The Port of Broome has played a vital role in the past 126 years in
the development of the North West of Australia. On 10 August 1889, just five years
after Broome was founded, the Broome Port was proclaimed as a
Warehousing Port.
In the first years the Port did not have a wharf to operate from so
vessels would come in on the tide and sit on the bottom once the waters
receded. Cargo was lowered over the sides of ships and carried to shore.
In 1896 the State Government awarded a contract to J Wishart & Sons
for the construction of a 2,953 feet (about 900 metres) wharf at
Mangrove Point (Town Beach) which was completed the following year.
The wharf was the headquarters of the pearling fleet, and essential
to the cattle industry - a tradition which has continued into modern
times. The Port was connected to the town by a tramway line which ran
from Chinatown to the end of the wharf.
The wharf served as a 'spring tide port' and trading vessels could
only enter and leave port on spring high tides.

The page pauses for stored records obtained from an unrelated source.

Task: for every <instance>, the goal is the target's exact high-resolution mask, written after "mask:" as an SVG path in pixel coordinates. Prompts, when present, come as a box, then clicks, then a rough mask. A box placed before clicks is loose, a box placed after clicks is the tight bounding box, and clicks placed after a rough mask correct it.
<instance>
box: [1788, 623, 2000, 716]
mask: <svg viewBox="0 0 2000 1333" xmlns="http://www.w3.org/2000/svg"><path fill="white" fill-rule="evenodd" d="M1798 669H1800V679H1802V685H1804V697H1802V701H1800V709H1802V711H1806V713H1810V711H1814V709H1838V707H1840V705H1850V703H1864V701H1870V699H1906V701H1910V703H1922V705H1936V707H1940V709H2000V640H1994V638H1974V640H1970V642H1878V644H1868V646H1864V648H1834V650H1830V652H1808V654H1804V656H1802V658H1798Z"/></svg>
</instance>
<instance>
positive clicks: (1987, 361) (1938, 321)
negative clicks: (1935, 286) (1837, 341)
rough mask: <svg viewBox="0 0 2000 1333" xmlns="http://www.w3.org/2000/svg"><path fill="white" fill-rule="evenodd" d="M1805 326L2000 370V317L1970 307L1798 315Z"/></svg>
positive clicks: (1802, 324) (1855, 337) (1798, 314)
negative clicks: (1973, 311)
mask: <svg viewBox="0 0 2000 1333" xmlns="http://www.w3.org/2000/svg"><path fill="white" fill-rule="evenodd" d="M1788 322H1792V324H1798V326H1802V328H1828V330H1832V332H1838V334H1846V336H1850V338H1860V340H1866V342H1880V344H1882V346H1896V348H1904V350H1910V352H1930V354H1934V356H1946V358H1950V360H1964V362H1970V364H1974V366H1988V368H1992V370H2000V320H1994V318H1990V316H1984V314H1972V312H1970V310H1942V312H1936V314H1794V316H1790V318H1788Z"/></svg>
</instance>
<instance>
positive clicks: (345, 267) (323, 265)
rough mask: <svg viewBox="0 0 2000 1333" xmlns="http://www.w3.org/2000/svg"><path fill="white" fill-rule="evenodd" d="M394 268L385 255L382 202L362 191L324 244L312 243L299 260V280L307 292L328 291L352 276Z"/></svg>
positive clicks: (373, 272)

At low tide the flat
bottomed vessels would rest on the muddy sand.
Construction on the present deepwater wharf at Entrance Point began in
February 1964 and was officially opened in July 1966. The state of the
Port's infrastructure received a substantial boost in 1996 when the
Government approved a $3.9m deferred maintenance program.
Information above was copied from [
here ]
Roebuck Bay, Broome WA
In 1941 several Dutch flying boats arrived with refugees from the Dutch
East Indies. While laying at anchor in this bay they were attacked by
Japanese Zero-fighter planes. The flying boats were defenceless and they
were repeatedly attacked and sprayed with bullets from machine-guns. A
hundred men, women and children were killed, many of them drowned;
others were incinerated by the burning fuel on the surface of the water.
The wrecks are still in situ, and several of them are visible a few
days each year at extreme low tide.
Roebuck Bay, with its sheltered waters, was the site chosen for the undersea telegraph cable from Asia to come ashore in 1871, to continue overland to Perth. This line is not to be confused with the Australian Overland Telegraph Line.
Wikipedia
The bay is apparently an excellent place for fishing and bird watching!